Assis sur la dunette, Ned Land et moi, nous causions de choses
et d’autres, regardant cette mystérieuse mer dont les profondeurs
sont restées jusqu’ici inaccessibles aux regards de l’homme.
J’amenai tout naturellement la conversation sur la licorne géante,
et j’examinai les diverses chances de succès ou d’insuccès de notre
expédition. Puis, voyant que Ned me laissait parler sans trop rien
dire, je le poussai plus directement.
« Comment, Ned, lui demandai-je, comment pouvez-vous ne pas être
convaincu de l’existence du cétacé que nous poursuivons ?

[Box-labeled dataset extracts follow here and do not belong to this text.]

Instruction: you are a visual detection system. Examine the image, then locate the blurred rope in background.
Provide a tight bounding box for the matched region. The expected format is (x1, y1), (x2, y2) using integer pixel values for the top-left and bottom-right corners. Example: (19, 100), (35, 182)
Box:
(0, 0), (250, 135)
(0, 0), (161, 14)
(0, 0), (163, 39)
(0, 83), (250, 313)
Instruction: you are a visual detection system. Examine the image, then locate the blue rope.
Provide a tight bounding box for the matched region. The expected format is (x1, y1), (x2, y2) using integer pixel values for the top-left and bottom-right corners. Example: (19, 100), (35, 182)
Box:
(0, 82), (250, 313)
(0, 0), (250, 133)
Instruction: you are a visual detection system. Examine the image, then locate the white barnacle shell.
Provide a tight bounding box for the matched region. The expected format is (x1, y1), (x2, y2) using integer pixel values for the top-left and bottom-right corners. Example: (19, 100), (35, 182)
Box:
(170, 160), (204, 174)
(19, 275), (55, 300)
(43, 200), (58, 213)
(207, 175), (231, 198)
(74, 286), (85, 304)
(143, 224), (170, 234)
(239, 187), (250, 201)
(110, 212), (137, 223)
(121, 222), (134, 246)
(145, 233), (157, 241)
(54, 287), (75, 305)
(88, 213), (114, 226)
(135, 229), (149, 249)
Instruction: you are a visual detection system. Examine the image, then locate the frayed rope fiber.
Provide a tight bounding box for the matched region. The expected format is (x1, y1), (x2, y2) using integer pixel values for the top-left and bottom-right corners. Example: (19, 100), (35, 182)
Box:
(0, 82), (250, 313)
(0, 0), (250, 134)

Avez-vous donc des raisons particulières de vous montrer si
incrédule ? »
Le harponneur me regarda pendant quelques instants avant de
répondre, frappa de sa main son large front par un geste qui lui
était habituel, ferma les yeux comme pour se recueillir, et dit
enfin :
« Peut-être bien, monsieur Aronnax.
— Cependant, Ned, vous, un baleinier de profession, vous qui
êtes familiarisé avec les grands mammifères marins, vous dont
l’imagination doit aisément accepter l’hypothèse de cétacés
énormes, vous devriez être le dernier à douter en de pareilles
circonstances !
— C’est ce qui vous trompe, monsieur le professeur, répondit
Ned. Que le vulgaire croie à des comètes extraordinaires qui
traversent l’espace, ou à l’existence de monstres antédiluviens qui
peuplent l’intérieur du globe, passe encore, mais ni l’astronome,
ni le géologue n’admettent de telles chimères. De même, le
baleinier. J’ai poursuivi beaucoup de cétacés, j’en ai harponné un
grand nombre, j’en ai tué plusieurs, mais si puissants et si bien
armés qu’ils fussent, ni leurs queues, ni leurs défenses n’auraient
pu entamer les plaques de tôle d’un steamer.

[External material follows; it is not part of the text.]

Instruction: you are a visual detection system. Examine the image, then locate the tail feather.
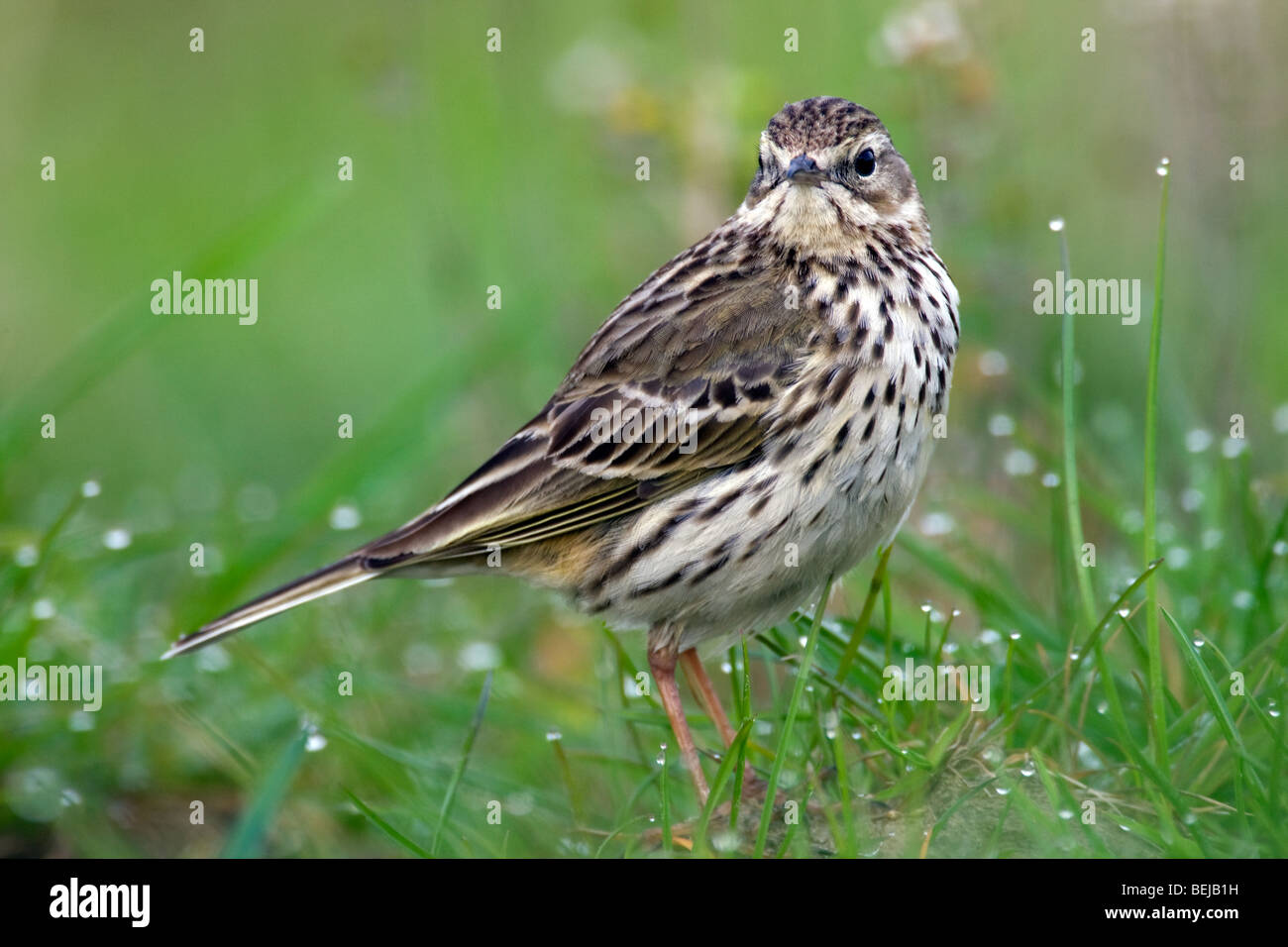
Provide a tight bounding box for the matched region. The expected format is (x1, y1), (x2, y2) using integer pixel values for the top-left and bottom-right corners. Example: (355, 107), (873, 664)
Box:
(161, 556), (380, 661)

— Cependant, Ned, on cite des bâtiments que la dent du narwal a
traversés de part en part.
— Des navires en bois, c’est possible, répondit le Canadien, et
encore, je ne les ai jamais vus. Donc, jusqu’à preuve contraire, je
nie que baleines, cachalots ou licornes puissent produire un pareil
effet.
— Écoutez-moi, Ned…
— Non, monsieur le professeur, non. Tout ce que vous voudrez
excepté cela. Un poulpe gigantesque, peut-être ? …

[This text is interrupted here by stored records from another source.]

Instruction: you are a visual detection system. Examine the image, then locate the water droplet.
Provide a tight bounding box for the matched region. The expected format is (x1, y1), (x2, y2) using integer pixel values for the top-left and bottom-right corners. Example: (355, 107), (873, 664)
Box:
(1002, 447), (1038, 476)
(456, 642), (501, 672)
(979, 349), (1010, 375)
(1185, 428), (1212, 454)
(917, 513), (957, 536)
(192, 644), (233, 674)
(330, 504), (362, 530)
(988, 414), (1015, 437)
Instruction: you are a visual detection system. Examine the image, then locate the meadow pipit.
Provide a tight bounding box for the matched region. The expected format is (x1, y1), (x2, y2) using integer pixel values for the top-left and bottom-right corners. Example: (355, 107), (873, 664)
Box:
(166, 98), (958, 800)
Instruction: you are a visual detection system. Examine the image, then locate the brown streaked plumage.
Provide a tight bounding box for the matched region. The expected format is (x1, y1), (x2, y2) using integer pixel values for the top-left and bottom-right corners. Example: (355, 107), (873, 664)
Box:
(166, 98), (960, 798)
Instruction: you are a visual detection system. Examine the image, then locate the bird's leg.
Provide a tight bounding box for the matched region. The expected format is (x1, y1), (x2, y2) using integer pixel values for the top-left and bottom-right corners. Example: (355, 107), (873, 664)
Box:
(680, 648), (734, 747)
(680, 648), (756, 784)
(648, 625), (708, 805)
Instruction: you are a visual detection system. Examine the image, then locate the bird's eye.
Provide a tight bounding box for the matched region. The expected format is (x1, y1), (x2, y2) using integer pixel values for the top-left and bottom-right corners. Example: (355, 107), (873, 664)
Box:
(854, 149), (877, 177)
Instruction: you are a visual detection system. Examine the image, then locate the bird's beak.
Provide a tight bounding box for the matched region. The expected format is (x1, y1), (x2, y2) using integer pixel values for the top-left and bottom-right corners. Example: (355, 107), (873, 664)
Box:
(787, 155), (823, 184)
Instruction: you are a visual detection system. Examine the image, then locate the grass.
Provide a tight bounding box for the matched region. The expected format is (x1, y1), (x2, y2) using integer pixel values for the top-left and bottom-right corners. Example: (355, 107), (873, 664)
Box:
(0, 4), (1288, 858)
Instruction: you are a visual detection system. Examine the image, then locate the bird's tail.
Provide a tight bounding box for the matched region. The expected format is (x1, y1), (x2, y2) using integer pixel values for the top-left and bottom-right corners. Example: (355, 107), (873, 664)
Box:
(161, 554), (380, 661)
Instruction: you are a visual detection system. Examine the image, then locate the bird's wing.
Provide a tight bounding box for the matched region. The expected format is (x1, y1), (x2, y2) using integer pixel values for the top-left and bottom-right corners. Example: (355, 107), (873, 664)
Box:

— Encore moins, Ned. Le poulpe n’est qu’un mollusque, et ce nom
même indique le peu de consistance de ses chairs. Eût-il cinq cents
pieds de longueur, le poulpe, qui n’appartient point à
l’embranchement des vertébrés, est tout à fait inoffensif pour des
navires tels que le Scotia ou l’Abraham-Lincoln.
Il faut donc rejeter au rang des fables les prouesses des Krakens
ou autres monstres de cette espèce.
— Alors, monsieur le naturaliste, reprit Ned Land d’un ton assez
narquois, vous persistez à admettre l’existence d’un énorme cétacé…
?
— Oui, Ned, je vous le répète avec une conviction qui s’appuie
sur la logique des faits. Je crois à l’existence d’un mammifère,
puissamment organisé, appartenant à l’embranchement des vertébrés,
comme les baleines, les cachalots ou les dauphins, et muni d’une
défense cornée dont la force de pénétration est extrême.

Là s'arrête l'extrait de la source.